Chair Alice O’Lenick said the county doesn’t have enough information to determine on its own whether it should provide bilingual ballots and voting materials. She said the board must wait for direction from the state or federal officials or a court.
“If a judge says do this, we’ll do it,” she said.
Jerry Gonzalez, executive director of the Georgia Association of Latino Elected Officials (GALEO), said his group will pursue the matter in court.
“We wanted to avoid litigation,” Gonzalez said after the vote. “The vote sends a clear signal that Gwinnett County doesn’t embrace diversity and doesn’t respect the Voting Rights Act.”
In October, GALEO and New York-based LatinoJustice asked Gwinnett and Hall counties to provide the bilingual voting materials.
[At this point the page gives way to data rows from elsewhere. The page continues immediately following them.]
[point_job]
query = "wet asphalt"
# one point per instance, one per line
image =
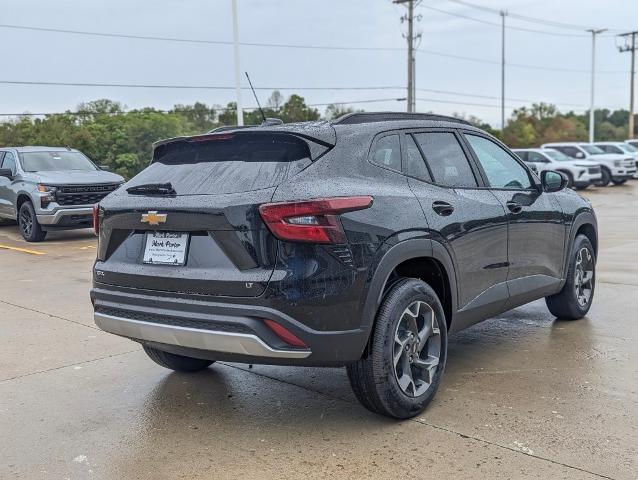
(524, 395)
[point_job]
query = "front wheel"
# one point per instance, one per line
(574, 300)
(29, 227)
(176, 362)
(402, 370)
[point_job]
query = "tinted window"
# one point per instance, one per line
(242, 163)
(446, 159)
(502, 170)
(387, 152)
(415, 165)
(55, 161)
(9, 162)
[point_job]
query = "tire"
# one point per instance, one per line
(29, 227)
(176, 362)
(605, 177)
(575, 299)
(374, 378)
(570, 178)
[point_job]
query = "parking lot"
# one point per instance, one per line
(524, 396)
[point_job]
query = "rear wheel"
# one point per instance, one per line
(176, 362)
(574, 300)
(29, 227)
(402, 371)
(605, 177)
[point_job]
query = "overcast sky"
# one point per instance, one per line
(57, 57)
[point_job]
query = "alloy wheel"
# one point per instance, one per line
(417, 349)
(26, 222)
(584, 276)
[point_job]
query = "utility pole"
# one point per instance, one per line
(592, 122)
(240, 110)
(410, 37)
(630, 46)
(503, 15)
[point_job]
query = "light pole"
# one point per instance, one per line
(503, 14)
(240, 110)
(594, 32)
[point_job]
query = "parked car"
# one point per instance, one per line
(622, 148)
(50, 188)
(616, 169)
(359, 242)
(580, 173)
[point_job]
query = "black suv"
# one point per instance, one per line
(361, 242)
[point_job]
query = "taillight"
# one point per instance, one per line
(96, 219)
(314, 221)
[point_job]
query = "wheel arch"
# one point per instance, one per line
(418, 258)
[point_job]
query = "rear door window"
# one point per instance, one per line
(414, 164)
(501, 169)
(231, 164)
(9, 162)
(446, 159)
(387, 152)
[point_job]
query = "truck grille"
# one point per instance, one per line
(83, 194)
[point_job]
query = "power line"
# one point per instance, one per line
(495, 24)
(295, 46)
(219, 109)
(526, 18)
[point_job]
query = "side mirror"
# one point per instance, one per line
(553, 181)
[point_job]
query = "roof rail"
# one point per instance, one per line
(366, 117)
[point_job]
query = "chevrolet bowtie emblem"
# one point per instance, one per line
(153, 218)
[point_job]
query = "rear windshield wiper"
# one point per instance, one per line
(152, 189)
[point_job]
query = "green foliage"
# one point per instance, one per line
(123, 140)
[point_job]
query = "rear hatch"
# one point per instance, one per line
(190, 222)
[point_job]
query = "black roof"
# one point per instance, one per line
(368, 117)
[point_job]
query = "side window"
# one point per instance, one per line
(537, 158)
(9, 162)
(415, 165)
(387, 152)
(446, 159)
(502, 170)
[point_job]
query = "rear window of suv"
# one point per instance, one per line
(231, 164)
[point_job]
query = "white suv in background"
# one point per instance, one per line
(622, 148)
(615, 168)
(580, 173)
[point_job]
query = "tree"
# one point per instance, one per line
(296, 110)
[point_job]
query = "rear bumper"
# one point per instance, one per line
(210, 340)
(217, 329)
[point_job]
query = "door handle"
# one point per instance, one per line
(442, 208)
(514, 207)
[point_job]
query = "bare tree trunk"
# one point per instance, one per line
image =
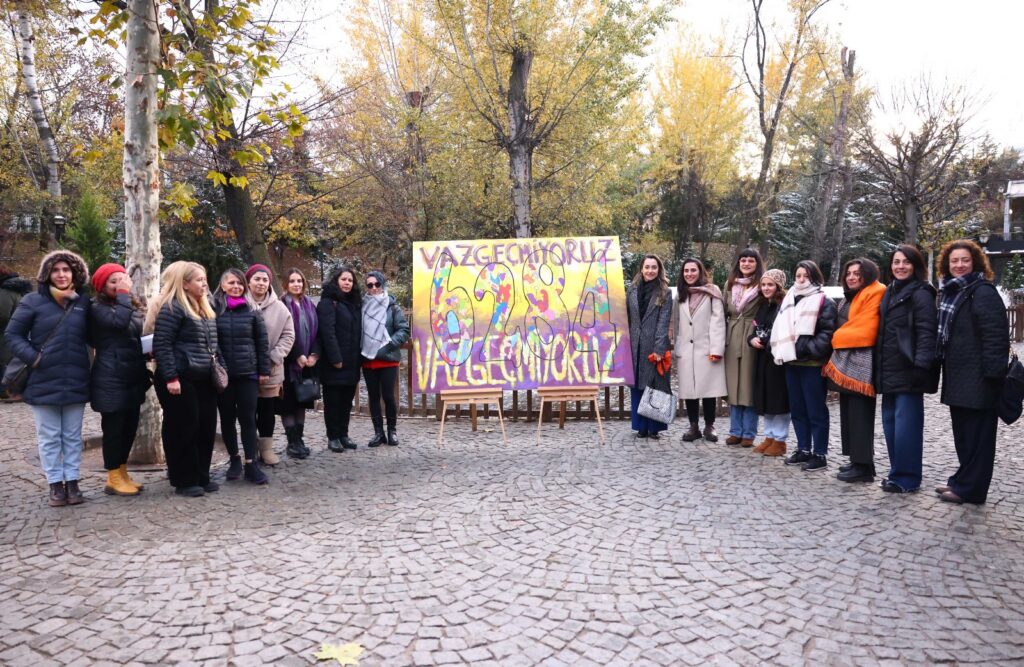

The groups cited a provision of the federal Voting Rights Act that requires governments to make Spanish-language ballots available to those Puerto Ricans who have difficulty reading English.
Puerto Ricans are American citizens, but Spanish is the dominant language spoken on the island. The law is designed to ensure they can vote without difficulty if they move to the mainland United States.
According to U.S. Census Bureau estimates, there are more than 13,000 people of Puerto Rican descent in Gwinnett and 900 in Hall. The federal law does not specify a minimum number of affected Puerto Ricans that would trigger the provision.
Hall County already has rejected the request to provide bilingual voting materials. On Tuesday, Stephen Day, vice chairman of the Gwinnett elections board, cast the dissenting vote and said he believed Gwinnett should comply with the request.
One reason: The federal government may soon require Gwinnett to provide Spanish voting materials under another provision of the Voting Rights Act. Section 203 of the act requires jurisdictions to provide bilingual ballot access if more than 5 percent or 10,000 citizens of voting age are members of a single language minority and have difficulty speaking English.
Gwinnett is home to an estimated 171,000 Latinos, or one out of every five residents, according to the U.S. Census Bureau. Day said Gwinnett may be forced to provide the ballots when the Census Bureau releases its latest list of jurisdictions affected by Section 203 in December.
But other board members were not persuaded.
“I don’t think we’re in violation of federal law,” said board member John Mangano.